Идея «искусства-жизнетворчества», развиваемая Вяч. Ивановым и его
единомышленниками, определяет ряд неповторимых черт миросозерцания
младосимволистов и отражающих его художественных форм. По сравнению
со старшими символистами, младосимволисты идут гораздо дальше и глубже
в мистически полном освоении действительности, опираясь на монадологию
Лейбница: «все согласуется и дышит одно в другом».
Этим объясняется и неразрывная взаимосвязь всех произведений
младосимволистов, которые, по мысли М. М. Бахтина, следует рассматривать
не внутри поэтики, а на пересечении поэтики, философской эстетики и
религиозно-социальной онтологии.
Критические работы Вяч. Иванова — органическое явление в культуре
«серебряного века». Они являются отражением основной парадигмы
эстетической мысли ХХ века, соединившей поэтическую и философскую
рефлексии. Универсализм же мышления автора определяет оригинальность
его прозы, жанр которой трудно атрибутировать.
Основной корпус прозы Вяч. Иванова состоит из трех книг: «По звездам»,
«Борозды и межи», «Родное и вселенское», составленных автором из статей,
написанных в разные годы, но отражающих путь духовного развития
Иванова-мыслителя и неразрывно связанных с его лирикой. К ним
примыкают итоговые для писателя вещи: «Переписка из двух углов»

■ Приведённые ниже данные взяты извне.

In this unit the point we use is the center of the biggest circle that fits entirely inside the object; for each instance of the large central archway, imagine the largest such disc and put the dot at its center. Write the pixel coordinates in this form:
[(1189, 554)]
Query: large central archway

(полемика о дальнейших путях культуры в страшные годы революции) и
диссертация
«Дионис
и
прадионисийство»,
сконцентрировавшая
многолетние размышления о культуре как религиозной эманации. У истоков
— статьи о Дионисе, окончательно оформленные в книгу «Эллинская
религия страдающего бога».
1
Книги Вяч. Иванова стали не просто сборниками произведений,
созданных в определенный период (хронологический принцип в них не
всегда соблюдается). «По звездам» (1909) — рассуждение о месте человека в
жизни; «Борозды и межи» (1916) — выстраивание закономерностей развития
общечеловеческих общностей и их раскрытие в теории символической
культуры; «Родное и вселенское» (1917) целиком посвящено «рассмотрению
судеб вселенских».
Идея о главном назначении человека, его тайне — в основе статьи
«Мысли о символизме (экскурс «О секте и догмате»). Тайна — точка, «где
религия всегда умещалась в большом и истинном искусстве; ибо Бог на
вертикали Человека» [4: II, 614]. Поэтому и строение прозы Вяч. Иванова
едино со структурой мелопеи «Человек», которую автор определял как
знаковую в своем творчестве. В ней он завершал гегелевско-соловьевскую
систему триады: «Аз есмь», «Ты еси», «Два града» (тон последней части
апокалиптический).
Как Блок сознательно сконструировал свои стихи в «трилогию
вочеловечивания», так и Вяч. Иванов стремился отразить вехи своего
духовного становления в композиционной организации сборников прозы,
имеющих глубоко символические названия. Он писал в предисловии к
сборнику «Борозды и межи»: «Эта вторая книга избранных “эстетических
и критических опытов” продолжает развивать единое миросозерцание,
основы которого уже намечены в первой (“По звездам”). Миросозерцание
живо — поскольку оно рождает новые стремления; зрело — поскольку
обретает в себе закон» [7: 1].
В основе миросозерцания Вяч. Иванова и создаваемой им философии и
эстетики младосимволизма — два основных постулата: необходимость
формирования религиозного «соборного» сознания, построение Вселенской
Церкви, и создание теургического искусства, преображающего жизнь на
Земле. Книги Вяч. Иванова отражают становление духа автора, его рост и
мужание, развитие смелой философской мысли, восходящей к пророчеству.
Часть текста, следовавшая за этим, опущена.